This railway junction, named Claydon L& NE Junction by Network Rail, is used by freight trains, currently one a day, carrying containerised household waste from Bath and Bristol to the landfill site at Calvert,
SP6924 : Waste transfer station, Calvert Landfill Site, Calvert. The train, known irreverently as the Avon Binliner, comes from behind the camera, and has to go the transfer station for the landfill site which is 1.5km to the south along the line forking back to the right. The train therefore has to pull forward beyond the junction, the engine is uncoupled and runs ahead to beyond the distant bridge and then runs back along the other track. The engine is coupled up to this end of the train and then pulls the train down the line to the right. Here is a photograph of an engine carrying out this manoeuvre looking back from the distant bridge,
Link. This complicated manoeuvre arises from the history of these lines.
The track ahead, and the track behind the camera is all that remains of the double track Oxford to Bletchley railway that was constructed by the Buckinghamshire Railway Company and which opened on 1 October 1850, see
SP6825 : Railway line near Calvert. In the distance beyond the next bridge, the line becomes a single again, and has been mothballed,
SP6925 : Railway line near Steeple Claydon, so there is no access to the landfill site from the east.

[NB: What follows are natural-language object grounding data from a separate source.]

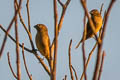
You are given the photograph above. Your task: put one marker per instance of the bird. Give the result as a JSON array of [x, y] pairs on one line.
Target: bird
[[42, 40], [97, 21]]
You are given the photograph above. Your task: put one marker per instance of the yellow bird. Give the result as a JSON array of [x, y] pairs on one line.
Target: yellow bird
[[97, 20], [42, 40]]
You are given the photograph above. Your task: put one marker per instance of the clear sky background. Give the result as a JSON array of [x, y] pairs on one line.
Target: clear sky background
[[41, 12]]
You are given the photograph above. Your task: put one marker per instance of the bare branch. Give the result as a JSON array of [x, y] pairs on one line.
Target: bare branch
[[74, 72], [64, 7], [25, 27], [83, 2], [28, 14], [101, 8], [53, 76], [30, 76], [31, 51], [65, 78], [102, 37], [17, 46], [9, 27], [101, 67], [69, 53], [8, 56], [88, 60], [83, 47]]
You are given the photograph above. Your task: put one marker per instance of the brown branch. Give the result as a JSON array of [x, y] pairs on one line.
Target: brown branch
[[30, 76], [28, 14], [53, 76], [8, 56], [101, 8], [42, 63], [69, 54], [64, 8], [65, 78], [9, 27], [83, 46], [83, 2], [101, 67], [33, 48], [88, 60], [102, 37], [31, 51], [25, 27], [17, 46], [75, 72]]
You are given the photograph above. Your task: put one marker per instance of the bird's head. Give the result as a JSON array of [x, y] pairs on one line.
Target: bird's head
[[95, 12], [40, 27]]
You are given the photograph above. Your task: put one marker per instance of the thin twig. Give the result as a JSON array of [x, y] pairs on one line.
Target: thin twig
[[88, 60], [101, 8], [30, 76], [102, 37], [33, 48], [9, 27], [69, 54], [83, 2], [17, 46], [65, 78], [25, 27], [101, 67], [64, 8], [53, 76], [83, 46], [8, 56], [75, 72], [28, 14], [31, 51]]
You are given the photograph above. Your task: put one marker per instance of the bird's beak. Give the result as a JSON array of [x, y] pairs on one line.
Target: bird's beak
[[35, 26]]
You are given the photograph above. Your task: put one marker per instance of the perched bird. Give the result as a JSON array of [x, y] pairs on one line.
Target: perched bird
[[42, 40], [97, 21]]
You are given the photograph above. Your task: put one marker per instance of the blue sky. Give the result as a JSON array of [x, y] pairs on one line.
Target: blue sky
[[41, 11]]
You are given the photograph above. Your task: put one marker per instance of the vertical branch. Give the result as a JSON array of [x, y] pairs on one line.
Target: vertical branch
[[83, 2], [88, 60], [8, 29], [30, 76], [83, 46], [53, 77], [64, 7], [101, 8], [75, 72], [17, 46], [101, 67], [65, 78], [11, 66], [70, 65], [102, 37], [28, 14], [25, 27]]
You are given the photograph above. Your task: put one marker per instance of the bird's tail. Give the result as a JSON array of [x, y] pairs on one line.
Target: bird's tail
[[78, 44]]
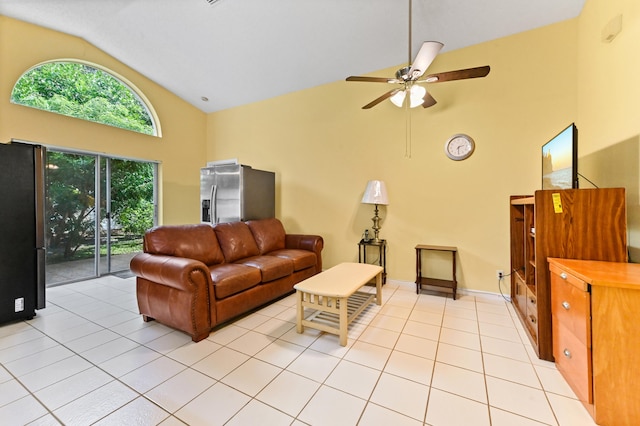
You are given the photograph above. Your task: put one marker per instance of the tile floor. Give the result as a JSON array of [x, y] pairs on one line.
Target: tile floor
[[88, 358]]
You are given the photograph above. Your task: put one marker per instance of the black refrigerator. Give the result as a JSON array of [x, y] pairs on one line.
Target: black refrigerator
[[22, 248]]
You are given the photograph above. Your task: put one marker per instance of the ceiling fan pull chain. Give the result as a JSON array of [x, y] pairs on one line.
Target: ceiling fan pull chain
[[407, 143]]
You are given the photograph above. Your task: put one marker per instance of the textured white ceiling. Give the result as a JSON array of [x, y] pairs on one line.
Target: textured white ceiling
[[236, 52]]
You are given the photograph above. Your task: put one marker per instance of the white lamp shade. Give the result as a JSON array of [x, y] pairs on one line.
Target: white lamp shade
[[375, 193]]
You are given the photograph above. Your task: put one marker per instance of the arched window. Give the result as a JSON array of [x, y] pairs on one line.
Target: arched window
[[86, 91]]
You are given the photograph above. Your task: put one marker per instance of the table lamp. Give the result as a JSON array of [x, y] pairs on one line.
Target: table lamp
[[375, 193]]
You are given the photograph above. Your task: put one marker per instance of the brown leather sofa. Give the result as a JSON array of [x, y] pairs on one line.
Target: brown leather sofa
[[194, 277]]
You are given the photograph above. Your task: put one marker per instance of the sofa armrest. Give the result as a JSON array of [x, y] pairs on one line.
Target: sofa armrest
[[175, 291], [313, 243], [177, 272]]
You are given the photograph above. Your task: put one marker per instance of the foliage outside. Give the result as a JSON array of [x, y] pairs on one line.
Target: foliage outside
[[85, 92], [71, 205]]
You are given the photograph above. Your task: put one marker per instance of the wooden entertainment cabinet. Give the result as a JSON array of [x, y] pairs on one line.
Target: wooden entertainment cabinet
[[585, 224]]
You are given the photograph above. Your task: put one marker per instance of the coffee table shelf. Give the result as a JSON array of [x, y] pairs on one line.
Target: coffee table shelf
[[334, 297]]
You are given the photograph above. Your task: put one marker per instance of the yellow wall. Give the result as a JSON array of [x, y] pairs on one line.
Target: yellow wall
[[180, 150], [324, 149]]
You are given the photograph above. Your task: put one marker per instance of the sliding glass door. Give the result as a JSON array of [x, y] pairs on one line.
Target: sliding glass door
[[97, 208]]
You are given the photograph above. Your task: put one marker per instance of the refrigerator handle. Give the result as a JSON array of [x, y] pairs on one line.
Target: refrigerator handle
[[214, 204]]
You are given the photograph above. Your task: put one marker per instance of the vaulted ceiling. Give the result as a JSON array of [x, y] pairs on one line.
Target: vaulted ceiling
[[236, 52]]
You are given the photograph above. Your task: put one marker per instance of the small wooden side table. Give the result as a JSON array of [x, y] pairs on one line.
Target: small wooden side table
[[437, 282], [382, 254]]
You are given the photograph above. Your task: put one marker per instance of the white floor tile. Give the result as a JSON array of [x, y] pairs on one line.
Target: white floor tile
[[179, 390], [355, 379], [332, 407], [191, 352], [552, 381], [279, 393], [220, 363], [10, 391], [251, 377], [54, 373], [531, 403], [139, 412], [413, 345], [569, 411], [129, 361], [255, 412], [504, 418], [379, 336], [22, 411], [511, 370], [460, 357], [280, 353], [369, 355], [410, 367], [65, 391], [441, 411], [314, 365], [460, 381], [401, 395], [375, 415], [383, 375], [251, 343], [95, 405], [152, 374], [169, 342], [504, 348], [460, 338], [213, 407]]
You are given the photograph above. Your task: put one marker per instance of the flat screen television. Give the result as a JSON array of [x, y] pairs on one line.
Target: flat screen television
[[560, 160]]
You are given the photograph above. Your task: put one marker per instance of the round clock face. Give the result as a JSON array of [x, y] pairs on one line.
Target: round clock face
[[459, 147]]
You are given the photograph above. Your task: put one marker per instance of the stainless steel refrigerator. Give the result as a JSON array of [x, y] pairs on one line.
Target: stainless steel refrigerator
[[231, 192], [22, 251]]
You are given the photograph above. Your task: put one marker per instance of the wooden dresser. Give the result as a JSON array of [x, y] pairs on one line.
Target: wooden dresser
[[595, 310]]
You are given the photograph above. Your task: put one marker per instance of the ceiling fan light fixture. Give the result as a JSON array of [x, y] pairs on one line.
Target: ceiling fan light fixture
[[416, 96], [398, 98]]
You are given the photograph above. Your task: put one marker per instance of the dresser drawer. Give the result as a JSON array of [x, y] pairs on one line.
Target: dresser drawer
[[532, 309], [573, 360], [570, 305]]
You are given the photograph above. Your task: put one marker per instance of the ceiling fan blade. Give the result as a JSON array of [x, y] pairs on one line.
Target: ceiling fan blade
[[457, 75], [428, 100], [373, 79], [425, 56], [381, 98]]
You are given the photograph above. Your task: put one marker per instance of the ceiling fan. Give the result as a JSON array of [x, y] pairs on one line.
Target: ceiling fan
[[411, 78]]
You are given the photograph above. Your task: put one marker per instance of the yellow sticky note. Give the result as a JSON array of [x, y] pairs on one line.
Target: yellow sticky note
[[557, 202]]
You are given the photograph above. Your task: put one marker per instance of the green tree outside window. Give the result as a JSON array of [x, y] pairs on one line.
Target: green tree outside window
[[86, 92]]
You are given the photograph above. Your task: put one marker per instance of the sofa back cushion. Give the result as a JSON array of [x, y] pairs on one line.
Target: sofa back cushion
[[236, 241], [268, 233], [191, 241]]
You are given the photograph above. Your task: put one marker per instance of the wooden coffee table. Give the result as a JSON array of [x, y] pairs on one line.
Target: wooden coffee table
[[334, 296]]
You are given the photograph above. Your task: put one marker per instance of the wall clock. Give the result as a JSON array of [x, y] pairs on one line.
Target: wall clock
[[459, 147]]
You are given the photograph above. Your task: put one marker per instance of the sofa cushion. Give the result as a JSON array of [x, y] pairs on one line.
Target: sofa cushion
[[236, 241], [191, 241], [302, 259], [232, 278], [268, 233], [271, 267]]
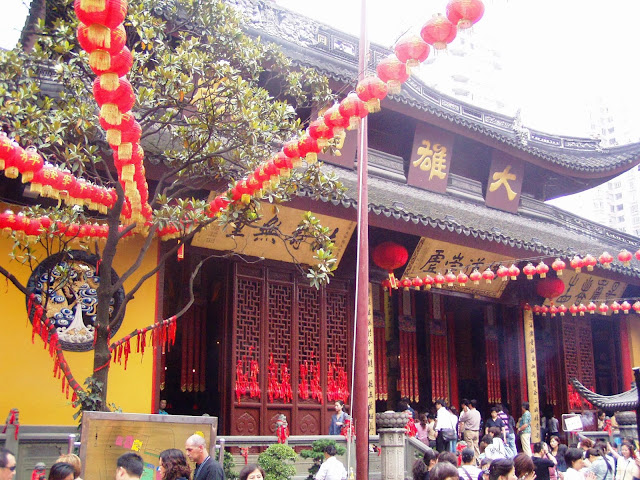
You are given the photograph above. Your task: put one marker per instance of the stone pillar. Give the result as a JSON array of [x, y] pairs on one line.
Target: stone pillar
[[391, 430]]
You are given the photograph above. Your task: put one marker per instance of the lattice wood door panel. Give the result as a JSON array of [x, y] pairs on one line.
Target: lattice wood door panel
[[276, 315]]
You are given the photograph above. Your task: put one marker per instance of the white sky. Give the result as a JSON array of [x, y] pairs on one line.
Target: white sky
[[558, 56]]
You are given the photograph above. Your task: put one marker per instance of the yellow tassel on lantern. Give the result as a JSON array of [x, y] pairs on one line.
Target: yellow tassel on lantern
[[109, 81], [114, 137], [93, 5], [393, 86], [372, 105], [11, 172], [100, 59], [99, 35], [128, 171], [110, 112], [125, 150]]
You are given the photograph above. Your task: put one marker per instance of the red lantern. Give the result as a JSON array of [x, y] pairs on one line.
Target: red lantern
[[577, 263], [550, 287], [390, 256], [114, 132], [465, 13], [405, 283], [488, 275], [371, 90], [412, 50], [334, 119], [450, 278], [475, 276], [615, 307], [101, 42], [109, 13], [513, 272], [439, 32], [320, 131], [542, 269], [353, 108], [129, 138], [308, 148], [625, 257], [606, 259], [589, 261], [119, 65], [558, 266], [31, 162], [503, 272], [529, 270], [393, 72], [114, 103]]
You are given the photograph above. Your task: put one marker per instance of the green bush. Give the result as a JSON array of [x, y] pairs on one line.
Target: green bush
[[228, 466], [317, 454], [276, 461]]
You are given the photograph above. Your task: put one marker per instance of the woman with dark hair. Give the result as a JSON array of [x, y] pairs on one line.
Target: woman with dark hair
[[61, 471], [558, 450], [173, 465], [524, 467], [502, 469], [575, 463], [627, 468], [443, 471], [422, 466], [252, 472]]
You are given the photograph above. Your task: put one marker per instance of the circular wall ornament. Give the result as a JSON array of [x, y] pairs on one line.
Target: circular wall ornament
[[66, 287]]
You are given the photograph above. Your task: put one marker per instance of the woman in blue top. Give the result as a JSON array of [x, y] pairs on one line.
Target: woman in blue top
[[337, 419]]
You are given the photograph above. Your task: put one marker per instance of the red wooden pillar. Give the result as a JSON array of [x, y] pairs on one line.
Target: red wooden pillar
[[625, 354], [453, 364]]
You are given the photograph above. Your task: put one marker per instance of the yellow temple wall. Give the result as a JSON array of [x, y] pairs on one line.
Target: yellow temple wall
[[26, 369]]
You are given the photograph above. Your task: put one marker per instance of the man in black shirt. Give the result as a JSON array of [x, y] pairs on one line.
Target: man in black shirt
[[206, 467], [542, 460]]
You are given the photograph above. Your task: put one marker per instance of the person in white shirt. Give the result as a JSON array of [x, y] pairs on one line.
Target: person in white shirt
[[331, 468]]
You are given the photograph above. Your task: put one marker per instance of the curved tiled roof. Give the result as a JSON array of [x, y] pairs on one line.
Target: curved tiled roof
[[543, 230], [335, 53]]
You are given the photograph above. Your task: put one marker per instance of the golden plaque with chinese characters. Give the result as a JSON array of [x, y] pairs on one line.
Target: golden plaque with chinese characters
[[263, 241], [432, 256]]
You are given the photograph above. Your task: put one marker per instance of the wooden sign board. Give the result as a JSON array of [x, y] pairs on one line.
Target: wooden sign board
[[106, 436], [585, 287], [262, 241], [432, 256], [505, 182], [431, 156]]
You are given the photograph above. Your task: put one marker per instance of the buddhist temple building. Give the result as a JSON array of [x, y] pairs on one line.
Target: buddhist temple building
[[455, 191]]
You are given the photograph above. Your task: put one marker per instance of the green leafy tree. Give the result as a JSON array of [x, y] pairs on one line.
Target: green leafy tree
[[276, 461], [212, 103], [316, 453]]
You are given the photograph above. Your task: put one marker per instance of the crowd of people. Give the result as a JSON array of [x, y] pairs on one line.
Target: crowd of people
[[173, 465], [496, 457]]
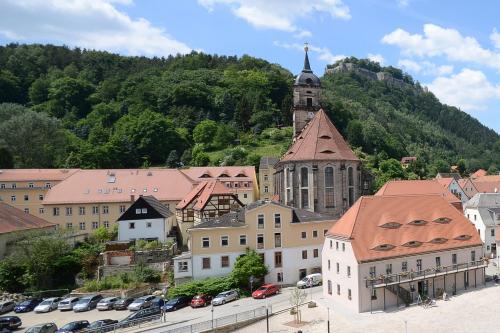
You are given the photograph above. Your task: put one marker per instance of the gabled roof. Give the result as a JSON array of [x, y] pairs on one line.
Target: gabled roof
[[319, 140], [413, 187], [364, 225], [158, 209], [202, 193], [24, 175], [89, 186], [13, 219]]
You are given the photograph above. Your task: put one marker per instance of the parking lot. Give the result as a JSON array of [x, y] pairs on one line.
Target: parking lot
[[179, 317]]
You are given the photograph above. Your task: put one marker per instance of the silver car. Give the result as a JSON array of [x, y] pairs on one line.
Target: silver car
[[107, 303], [7, 306], [141, 303], [47, 305], [67, 303], [226, 296]]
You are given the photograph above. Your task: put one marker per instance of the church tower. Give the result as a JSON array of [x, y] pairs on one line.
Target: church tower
[[306, 96]]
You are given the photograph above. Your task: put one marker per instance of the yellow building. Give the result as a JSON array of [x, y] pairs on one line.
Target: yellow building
[[290, 240], [26, 189], [266, 177]]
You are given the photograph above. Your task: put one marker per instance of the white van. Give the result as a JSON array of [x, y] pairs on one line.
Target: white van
[[310, 280]]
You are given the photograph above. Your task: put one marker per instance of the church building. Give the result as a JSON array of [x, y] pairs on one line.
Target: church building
[[319, 172]]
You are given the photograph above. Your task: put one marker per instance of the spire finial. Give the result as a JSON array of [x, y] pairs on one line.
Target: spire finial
[[307, 66]]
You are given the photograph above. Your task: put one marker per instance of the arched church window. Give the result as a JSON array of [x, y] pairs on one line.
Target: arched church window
[[304, 187], [350, 186], [329, 193]]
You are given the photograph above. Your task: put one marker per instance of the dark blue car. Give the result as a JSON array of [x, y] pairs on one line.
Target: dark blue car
[[27, 305]]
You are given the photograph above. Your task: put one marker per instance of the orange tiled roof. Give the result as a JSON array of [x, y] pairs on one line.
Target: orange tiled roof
[[433, 186], [319, 140], [24, 175], [202, 194], [13, 219], [88, 186], [363, 225]]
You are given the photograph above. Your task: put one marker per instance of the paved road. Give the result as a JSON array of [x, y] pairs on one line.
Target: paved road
[[188, 316]]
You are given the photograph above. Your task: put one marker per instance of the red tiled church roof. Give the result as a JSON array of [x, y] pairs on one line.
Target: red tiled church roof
[[319, 140]]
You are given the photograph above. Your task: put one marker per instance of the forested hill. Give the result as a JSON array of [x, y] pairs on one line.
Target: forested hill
[[78, 108]]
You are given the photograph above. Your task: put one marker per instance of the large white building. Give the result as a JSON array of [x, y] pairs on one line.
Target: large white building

The transfer station is on the route of the former Great Central Railway, which when it opened in 1899 was the last main line twin track railway to be built,
SP6825 : Dismantled railway. However apart from this short line that comes from the transfer station at Calvert, known as the Claydon Loop, the main line going north from Calvert has been completely dismantled. In fact but for the landfill site it is doubtful if any of these lines would have remained in use.